People who write photo captions for publication will tell you that a caption always has to add something. It should, of course, tell you where and when the photo was taken. It should not repeat what is obvious from the picture alone. The conventional ruling is that a caption — whether accompanying a news photo or your mom’s most recent Facebook post — must not only tell you what you’re looking at, but also why it’s important to look at it. Together, the picture and caption should aim to be more than the sum of their parts.

Photographs have almost always been circumscribed by the language that surrounds them; we crave pictures, but right after we crave words, too. The history and culture of the medium most associated with “reality” is shot through with text that instructs us how to see it. Imagine going to a museum and trying not to read the wall labels — we approach the artwork with purpose, only to be hooked left or right by some invisible force, over to the explanation. We haven’t even looked at the thing yet before we need to understand it. Alone and textless, a photograph could be read in so many (too many) different ways, so a caption strives to pare down the options. This used to mostly happen in a top-down manner: wire services, newspapers, book publishers, galleries, and museums would either write the caption for a circulated photograph, or legitimize it through repetition. Barthes wrote of press-photo captions in particular that “the text loads the image, burdening it with a culture, a moral, an imagination.” He felt the caption was even “parasitic on the image,” sucking out and reducing its possibilities: “By means of an often subtle dispatching, it remote-controls [the viewer] towards a meaning chosen in advance.” A caption not only seeks to explain a picture, it also aims to set it apart and hold it down.

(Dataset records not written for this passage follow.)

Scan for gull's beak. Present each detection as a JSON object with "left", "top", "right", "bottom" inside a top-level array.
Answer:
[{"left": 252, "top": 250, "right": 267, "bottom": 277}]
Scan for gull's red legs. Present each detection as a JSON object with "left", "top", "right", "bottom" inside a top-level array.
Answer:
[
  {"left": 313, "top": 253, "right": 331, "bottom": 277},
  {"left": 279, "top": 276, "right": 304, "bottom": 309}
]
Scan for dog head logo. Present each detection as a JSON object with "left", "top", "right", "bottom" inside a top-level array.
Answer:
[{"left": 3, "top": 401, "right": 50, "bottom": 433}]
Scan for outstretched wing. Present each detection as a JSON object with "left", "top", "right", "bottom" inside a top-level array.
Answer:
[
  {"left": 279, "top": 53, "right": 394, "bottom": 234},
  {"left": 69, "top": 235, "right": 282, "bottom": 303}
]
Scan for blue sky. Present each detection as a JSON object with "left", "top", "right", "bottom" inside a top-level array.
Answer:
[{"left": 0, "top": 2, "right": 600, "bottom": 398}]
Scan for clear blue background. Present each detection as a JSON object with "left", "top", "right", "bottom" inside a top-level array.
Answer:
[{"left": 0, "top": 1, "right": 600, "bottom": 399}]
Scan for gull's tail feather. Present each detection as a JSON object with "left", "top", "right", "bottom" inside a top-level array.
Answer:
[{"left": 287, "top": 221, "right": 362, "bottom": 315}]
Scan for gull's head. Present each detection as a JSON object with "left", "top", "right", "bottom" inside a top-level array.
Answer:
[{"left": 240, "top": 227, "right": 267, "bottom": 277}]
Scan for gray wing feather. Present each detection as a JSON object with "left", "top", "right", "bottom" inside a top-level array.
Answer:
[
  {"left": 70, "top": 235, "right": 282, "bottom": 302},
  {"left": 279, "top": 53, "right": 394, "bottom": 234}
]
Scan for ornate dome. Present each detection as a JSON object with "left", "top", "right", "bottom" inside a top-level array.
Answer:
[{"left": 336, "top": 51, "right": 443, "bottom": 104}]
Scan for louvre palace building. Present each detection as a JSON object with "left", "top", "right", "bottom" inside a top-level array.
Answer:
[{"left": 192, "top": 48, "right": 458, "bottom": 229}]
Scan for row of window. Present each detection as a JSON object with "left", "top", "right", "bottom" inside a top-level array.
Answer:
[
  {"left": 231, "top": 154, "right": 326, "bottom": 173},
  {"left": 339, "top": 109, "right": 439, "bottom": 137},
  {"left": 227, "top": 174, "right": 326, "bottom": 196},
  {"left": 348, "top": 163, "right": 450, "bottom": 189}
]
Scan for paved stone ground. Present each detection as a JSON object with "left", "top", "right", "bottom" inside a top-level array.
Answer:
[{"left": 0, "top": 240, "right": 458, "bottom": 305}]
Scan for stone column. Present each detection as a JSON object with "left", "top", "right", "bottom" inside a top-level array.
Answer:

Photographs online are defined not by their singularness, but by their one-among-many-ness, an impression enabled by search algorithms and the design of the infinite scroll

But neat and discrete is not how many of us see photographs now. Forget the money shot, the decisive moment, the photographic hole-in-one; photographs online are defined not by their singularness, but by their one-among-many-ness, an impression enabled by search algorithms and the design technology of the infinite scroll, now a decade old. The scroll’s Escheresque routes keep us running back and around and through, and it makes it feel easy. It’s for looking, for skimming, for light reading and weightless absorption. Language can’t grandstand here; it doesn’t take much before it’s tl;dr. But we can have all the pictures we want, and more. For creatures whose systems and obsessions are usually so shaped by delimitation and naught, we have taken to the scroll — on our apps, our social media, our image searches — and the language it demands with what seems like no effort at all.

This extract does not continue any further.